At some appropriate point post-release, I will talk about the puzzle reaction that really pushed me over the brink of despair. I would rather not spoil it at this point. But the basic gist is that a non-trivial number of testers seem to not be interested in engaging in a thought process like: "What do I need? How could I get what I need? Where should I look for it?" The puzzle to me seems painfully straightforward, but for these testers, the issues what that they are looking for keys without thinking about a particular lock (as it were), and because these particular keys did not stand out in neon, they were overlooked.
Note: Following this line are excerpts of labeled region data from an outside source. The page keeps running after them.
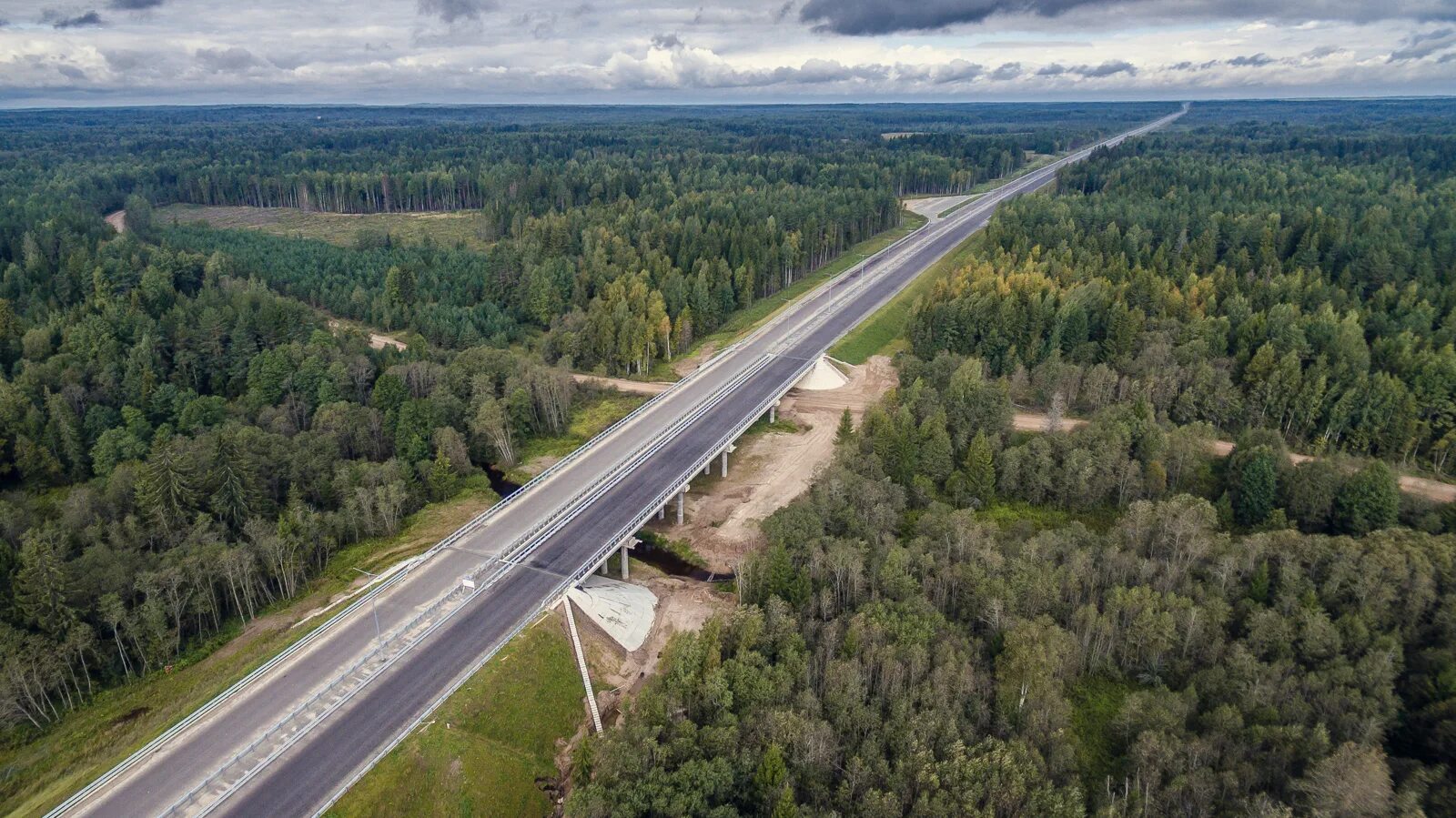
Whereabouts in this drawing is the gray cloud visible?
[420,0,495,24]
[1068,60,1138,77]
[799,0,1456,35]
[49,9,102,29]
[990,63,1021,82]
[1228,51,1274,68]
[194,45,262,75]
[1390,29,1456,63]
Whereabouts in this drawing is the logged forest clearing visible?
[153,204,490,250]
[8,99,1456,818]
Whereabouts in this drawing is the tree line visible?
[910,113,1456,473]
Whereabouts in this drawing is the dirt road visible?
[652,355,898,572]
[329,318,410,352]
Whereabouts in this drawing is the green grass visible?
[935,195,980,218]
[507,391,648,483]
[153,204,490,250]
[328,616,585,818]
[977,500,1121,531]
[828,224,977,366]
[638,531,708,568]
[636,211,926,381]
[0,476,497,815]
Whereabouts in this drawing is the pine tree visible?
[966,432,996,508]
[753,743,789,813]
[428,447,456,502]
[834,406,854,444]
[208,432,258,529]
[1334,461,1400,534]
[15,529,76,639]
[136,435,197,534]
[1233,445,1279,525]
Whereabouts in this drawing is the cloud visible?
[1389,29,1456,63]
[990,63,1021,82]
[42,9,102,29]
[1228,51,1274,68]
[1068,60,1138,78]
[194,45,262,75]
[420,0,495,24]
[799,0,1456,35]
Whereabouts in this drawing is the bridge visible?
[51,106,1187,816]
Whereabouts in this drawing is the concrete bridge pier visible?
[622,537,641,582]
[721,442,738,478]
[677,485,690,525]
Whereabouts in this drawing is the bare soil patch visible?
[1012,412,1456,502]
[571,373,672,395]
[329,318,410,352]
[652,355,898,573]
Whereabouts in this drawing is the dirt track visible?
[653,355,898,572]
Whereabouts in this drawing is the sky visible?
[0,0,1456,107]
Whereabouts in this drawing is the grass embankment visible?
[828,224,977,366]
[153,204,490,250]
[635,211,926,381]
[328,614,585,818]
[507,391,648,483]
[0,476,497,815]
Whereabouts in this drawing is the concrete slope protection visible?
[53,106,1187,816]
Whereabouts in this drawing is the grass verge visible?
[507,391,648,483]
[828,224,977,360]
[153,204,490,250]
[328,614,585,818]
[0,476,497,815]
[636,211,926,381]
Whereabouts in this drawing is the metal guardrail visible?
[56,112,1182,818]
[152,357,769,815]
[46,331,740,818]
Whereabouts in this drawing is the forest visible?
[566,100,1456,818]
[910,106,1456,473]
[0,105,1168,762]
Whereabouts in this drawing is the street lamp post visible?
[354,568,384,645]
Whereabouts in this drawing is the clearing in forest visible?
[153,204,490,250]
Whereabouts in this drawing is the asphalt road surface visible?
[62,105,1178,816]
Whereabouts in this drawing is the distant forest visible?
[566,100,1456,818]
[0,105,1169,762]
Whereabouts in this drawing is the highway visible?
[62,107,1187,816]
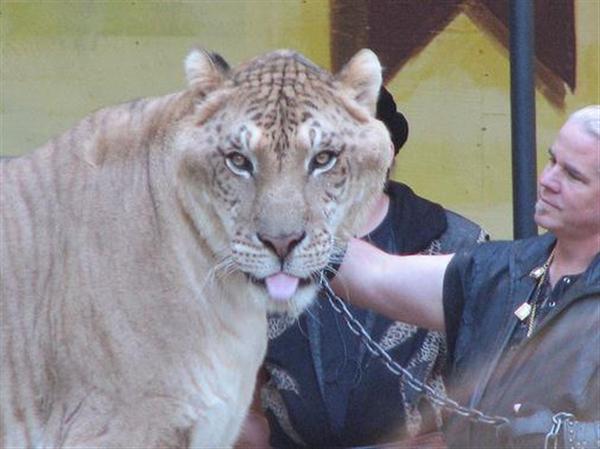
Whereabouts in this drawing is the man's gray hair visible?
[568,104,600,139]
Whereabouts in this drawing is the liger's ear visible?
[185,49,229,92]
[336,48,383,116]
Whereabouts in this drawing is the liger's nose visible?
[256,231,306,260]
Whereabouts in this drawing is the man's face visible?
[535,121,600,240]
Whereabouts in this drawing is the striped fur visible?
[0,47,391,448]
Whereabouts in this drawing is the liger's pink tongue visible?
[265,272,300,301]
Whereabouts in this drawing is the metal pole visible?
[510,0,537,239]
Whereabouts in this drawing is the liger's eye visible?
[310,151,337,172]
[225,151,254,177]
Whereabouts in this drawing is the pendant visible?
[514,302,531,321]
[529,265,546,280]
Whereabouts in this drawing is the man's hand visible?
[234,367,271,449]
[235,409,271,449]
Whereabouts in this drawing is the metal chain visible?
[321,276,509,426]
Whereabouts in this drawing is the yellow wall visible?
[0,0,600,238]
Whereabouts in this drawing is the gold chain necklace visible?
[527,249,554,338]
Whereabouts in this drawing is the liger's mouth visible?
[246,271,313,302]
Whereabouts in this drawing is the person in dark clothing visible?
[332,105,600,449]
[234,86,487,448]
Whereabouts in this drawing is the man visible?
[333,105,600,448]
[240,90,486,448]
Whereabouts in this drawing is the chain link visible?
[321,276,509,426]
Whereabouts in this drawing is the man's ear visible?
[336,49,383,116]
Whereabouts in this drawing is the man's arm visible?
[332,239,453,330]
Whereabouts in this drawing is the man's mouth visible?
[248,271,311,302]
[539,195,560,209]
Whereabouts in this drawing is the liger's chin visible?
[265,281,319,318]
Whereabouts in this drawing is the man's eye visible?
[310,151,337,172]
[225,151,254,176]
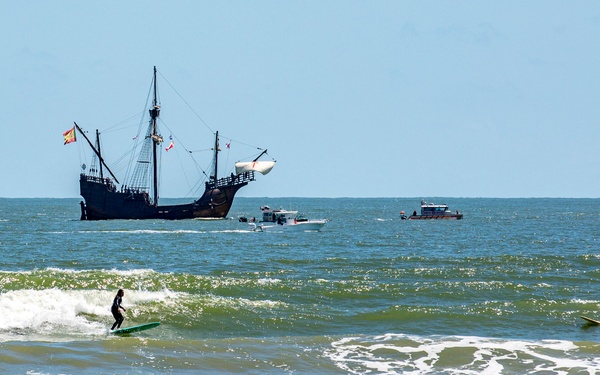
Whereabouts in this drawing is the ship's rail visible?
[206,171,255,189]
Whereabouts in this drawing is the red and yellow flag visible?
[63,126,77,145]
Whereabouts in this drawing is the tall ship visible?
[71,67,275,220]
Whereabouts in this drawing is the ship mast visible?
[212,130,220,187]
[150,66,162,206]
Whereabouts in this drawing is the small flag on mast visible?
[63,126,77,145]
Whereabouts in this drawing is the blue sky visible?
[0,0,600,198]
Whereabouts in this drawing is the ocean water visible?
[0,198,600,374]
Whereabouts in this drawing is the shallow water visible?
[0,198,600,374]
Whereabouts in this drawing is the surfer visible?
[110,289,127,331]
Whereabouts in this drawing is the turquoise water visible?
[0,198,600,374]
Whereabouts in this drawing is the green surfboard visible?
[112,322,160,335]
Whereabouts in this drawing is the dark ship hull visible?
[72,67,275,220]
[79,172,254,220]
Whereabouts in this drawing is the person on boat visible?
[110,289,127,331]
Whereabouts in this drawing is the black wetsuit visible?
[110,296,126,330]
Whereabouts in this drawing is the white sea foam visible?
[325,334,600,375]
[0,289,178,341]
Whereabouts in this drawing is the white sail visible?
[235,161,275,174]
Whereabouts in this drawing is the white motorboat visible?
[249,206,327,232]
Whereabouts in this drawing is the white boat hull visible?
[250,220,327,232]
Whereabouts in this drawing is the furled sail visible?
[235,161,275,174]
At a general level, the issue I have is that traditional adventure games offer a very limited number of paths forward, and it is "expensive" and even wasteful in developer time to offer alternative paths. You either have a key, or you don't; the door is either unlocked, or it isn't. In the typical RPG, you don't have doors per se, it's more like hills. You don't really get stuck, you might just have a harder or easier time getting up the hill depending on the path you take, the skills you have, etc. And you can give all sorts of rewards to the player-character that aren't "keys." In adventure games, you can reward the player with things other than keys (a joke, some lore, a neat animation, whatever), but you can't give anything to the character. It's more limited.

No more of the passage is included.